Sinema, McSally invited to White House for bipartisan tax reform talks
Thursday, Sept. 14, 2017
WASHINGTON – Arizona Reps. Kyrsten Sinema and Martha McSally were among a bipartisan group of 13 House members invited to the White House to talk about tax reform Wednesday with President Donald Trump.
The meeting was the latest of several recent attempts by Trump so far this month to reach across party lines to advance his agenda.
In remarks to open the meeting, Trump said he hopes to cut the top corporate tax rate from the current 35 percent to 15 percent, which he said would make the U.S. competitive with other nations and “bring back trillions of dollars” to the economy.
It was not clear how Sinema, a Phoenix Democrat, and McSally, a Tucson Republican, were selected, but McSally noted after the meeting that both are members of the Problem Solvers Caucus.
She said that in addition to possible approaches to tax reform, the afternoon meeting ranged from discussions on infrastructure investment to job creation for the middle class.
Sinema did not respond to requests Wednesday for comment on the meeting, but her office did confirm that she attended.
Trump said bipartisan support is needed on everything from forging a health care plan to winning infrastructure improvements for the nation’s highways, bridges, airports and railways.
The president laid out what he called a pro-business agenda, according to a White House transcript of the meeting, saying that “we put our country first and we put the citizens of our country first.”

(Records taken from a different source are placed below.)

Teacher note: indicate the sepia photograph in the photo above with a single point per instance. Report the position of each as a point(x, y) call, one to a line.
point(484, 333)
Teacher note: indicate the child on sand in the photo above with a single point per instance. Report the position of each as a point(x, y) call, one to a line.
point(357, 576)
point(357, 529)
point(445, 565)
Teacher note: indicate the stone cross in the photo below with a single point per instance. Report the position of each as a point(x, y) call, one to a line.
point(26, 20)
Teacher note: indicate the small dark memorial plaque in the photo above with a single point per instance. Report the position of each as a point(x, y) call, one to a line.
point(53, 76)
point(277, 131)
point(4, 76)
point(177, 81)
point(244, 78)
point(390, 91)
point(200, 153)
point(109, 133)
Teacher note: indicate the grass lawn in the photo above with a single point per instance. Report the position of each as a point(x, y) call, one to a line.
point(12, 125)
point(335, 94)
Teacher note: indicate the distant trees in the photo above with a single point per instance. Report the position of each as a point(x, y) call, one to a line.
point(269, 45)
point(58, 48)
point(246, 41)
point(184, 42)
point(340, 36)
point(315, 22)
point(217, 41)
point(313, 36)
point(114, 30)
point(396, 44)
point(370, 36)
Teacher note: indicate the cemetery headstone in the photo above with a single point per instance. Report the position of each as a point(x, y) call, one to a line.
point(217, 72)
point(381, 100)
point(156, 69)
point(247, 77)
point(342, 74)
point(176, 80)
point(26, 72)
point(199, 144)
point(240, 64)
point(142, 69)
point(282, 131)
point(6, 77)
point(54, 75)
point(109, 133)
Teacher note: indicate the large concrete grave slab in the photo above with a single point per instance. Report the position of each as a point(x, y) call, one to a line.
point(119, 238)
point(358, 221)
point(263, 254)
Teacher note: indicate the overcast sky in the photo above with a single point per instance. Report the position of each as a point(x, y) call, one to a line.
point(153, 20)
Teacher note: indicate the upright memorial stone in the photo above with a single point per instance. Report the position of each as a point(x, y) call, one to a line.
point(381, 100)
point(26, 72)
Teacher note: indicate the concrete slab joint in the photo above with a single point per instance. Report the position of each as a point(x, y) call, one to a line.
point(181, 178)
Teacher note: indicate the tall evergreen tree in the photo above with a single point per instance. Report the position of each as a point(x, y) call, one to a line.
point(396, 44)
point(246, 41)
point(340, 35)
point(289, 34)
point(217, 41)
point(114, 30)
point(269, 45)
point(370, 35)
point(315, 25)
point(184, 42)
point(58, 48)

That includes his call for reducing the top corporate tax rate to 15 percent, which he said would make the U.S. rate competitive with countries like China.
But Trump said any tax plan will be “pro-jobs, pro-growth, pro-family, and pro-American” and he promised that it would not benefit the wealthy at the expense of the middle class.
“The rich will not be gaining at all with this plan,” he said.
The president said that in the wake of the two devastating hurricanes that hit Texas and Florida last week, bipartisan cooperation is needed more than ever to “substantially” cut taxes.
The meeting is the latest by Trump that has blurred party lines. In a meeting with House and Senate leaders last week on whether to raise the government’s debt limit and how to keep the government open while a budget for fiscal 2018 is worked out, Trump rejected options put forth by GOP leaders and cut a deal with the Democrats.
The president continued that outreach Wednesday night, when he was scheduled to host Democrats Chuck Schumer, the Senate minority leader, and Nancy Pelosi, the House minority leader, for a dinner where he said they would “continue some discussions.”